Thank God for my Husband .....
I miss my children !!!
Thank God for my Husband .....
I miss my children !!!
Recently I recieved a few new photos of my Brother ,who passed last sept. I viewed them yesterday and printed out one of the favorites . Since viewing them Ive gone back to the place where I was grieving so heavily . My heart aches from missing my brother so very much and now my only sister is moving away ,to VA. actually,which wouldnt be impossible to get to, but its not exactly next door either . At first I was mad ,now Im sad about her moving. I so wish her and I were closer . I truly miss her too .
Yesterday was filled with memories ,tears and longings .Isnt life funny ,how it turns out sometimes ? And now its moving faster then I can could of ever imagined it would .
My daughter inlaw has cancer ... I come here to vox and check for her writings everyday . I often read them with tear filled eyes and an aching heart. I wonder just how it will all turn out . Hopefully with a new found cure in the immediate future .
....She's so brave . My heart aches for her and my son . I want so badly to be able to take all their pain and suffering away but unfortunately thats not how it works . I pray daily for some miracle to happen to make her well again . Im certain her family is going thur hell too . I also pray daily for them .
She can still make me laugh at the world when we speak ...she's so positive and so strong .. Im so proud of her . I love her with all my heart just as I do my own children .
I worry about the two of them . I do believe that my son was made for her and visa versa . Isnt it weird how things happen sometimes ? Like how you meet someone that you absolutely adore for life ! Amazing ,just amazing .
Here's to years more of making memories together ................
ps. See you in 2009 for that HUGE PARTY the two of you are going to throw !!!!! XOXOXO
Finally ! Mark ,my youngest son will be returning home on April 27th . I'm so excited to be having him come home to stay for awhile , a long while ,I hope !
My dream now is to have a holiday or any day when all 3 of my children are in the same room together with me . God ,how I miss them being underfoot .
Amazing how short 30yrs really is ! I wish I had understood the value of "Time" long ago ! I do understand it now and it seems to go by faster then ever ! I need to start enjoying every minute I'm given here and I plan to !
Marks homecoming is something Ive been looking forward to for a very long time now .I've got everything all set up for him ... his room is cozy and clean and warm and filled with many of the Christmas gifts he didnt get ,same with Easter ....and Ive gotten some drawing supplies for him so he can draw his heart out . I think he will be pleasantly surprised this time .

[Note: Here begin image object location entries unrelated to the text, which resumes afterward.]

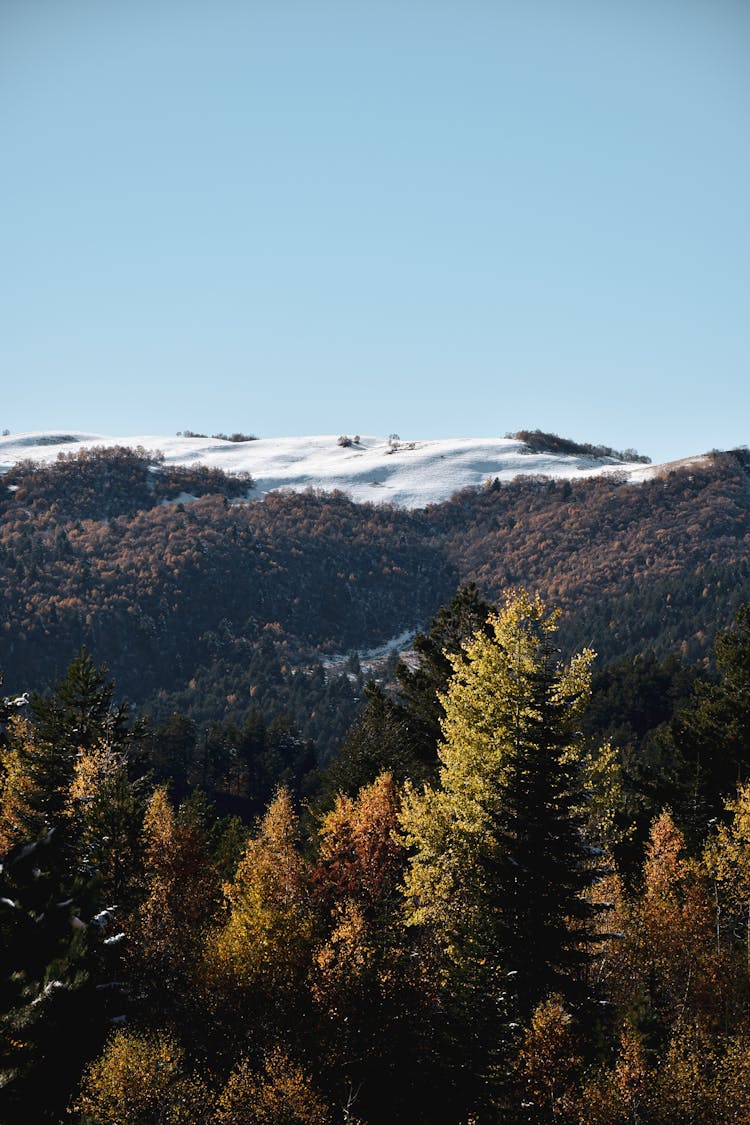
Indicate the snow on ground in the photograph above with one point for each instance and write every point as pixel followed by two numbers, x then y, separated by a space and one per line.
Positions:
pixel 410 474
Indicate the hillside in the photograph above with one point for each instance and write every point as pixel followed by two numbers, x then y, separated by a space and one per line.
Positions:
pixel 204 600
pixel 410 474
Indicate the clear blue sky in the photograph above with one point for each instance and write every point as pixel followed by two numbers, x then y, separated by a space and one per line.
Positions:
pixel 442 218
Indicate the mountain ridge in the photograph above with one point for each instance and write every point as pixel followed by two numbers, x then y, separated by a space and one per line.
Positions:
pixel 368 469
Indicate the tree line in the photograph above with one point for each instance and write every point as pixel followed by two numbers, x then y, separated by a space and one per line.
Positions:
pixel 482 912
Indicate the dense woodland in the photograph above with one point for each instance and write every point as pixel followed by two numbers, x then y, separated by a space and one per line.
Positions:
pixel 105 550
pixel 508 881
pixel 482 911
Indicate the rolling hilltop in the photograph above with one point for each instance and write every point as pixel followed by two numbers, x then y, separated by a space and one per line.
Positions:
pixel 157 555
pixel 410 474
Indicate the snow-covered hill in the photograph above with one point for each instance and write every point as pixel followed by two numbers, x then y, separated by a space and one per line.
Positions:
pixel 410 474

Marks return also comes with a renewed family . I feel he had lost his way and now has found a new path to come home on. His older brother and sister are now back in his life too along with his father and his cousin Melissa and my cousin Jamie . There is no reason or room for failure this time . We're all looking forward to Mark finally starting his life !!!
Winter has arrived ..........
OMG ! Its 21 degrees outside today ..feels like 5 !! Burrrrrrrrrrrrrrrrrrrrr !! We've been wondering where the heck old-man winter was and now he's here ! O joy !!!!!! I was kinda of enjoying the delay this year . Seems the older I get the more I dislike the really cold weahter . Id be much happier if it only snowed and was a lil chilly on Christmas Eve and Christmas day ! :-) ..yeah yeah ,I know ..wishful thinking . I keep thinking I should move somewhere where this doesnt happen but thats all it is so far ,just thoughts . Perhaps when I retire that will be the thing to do ?? Maybe thats why Fla is full of senior citizens ?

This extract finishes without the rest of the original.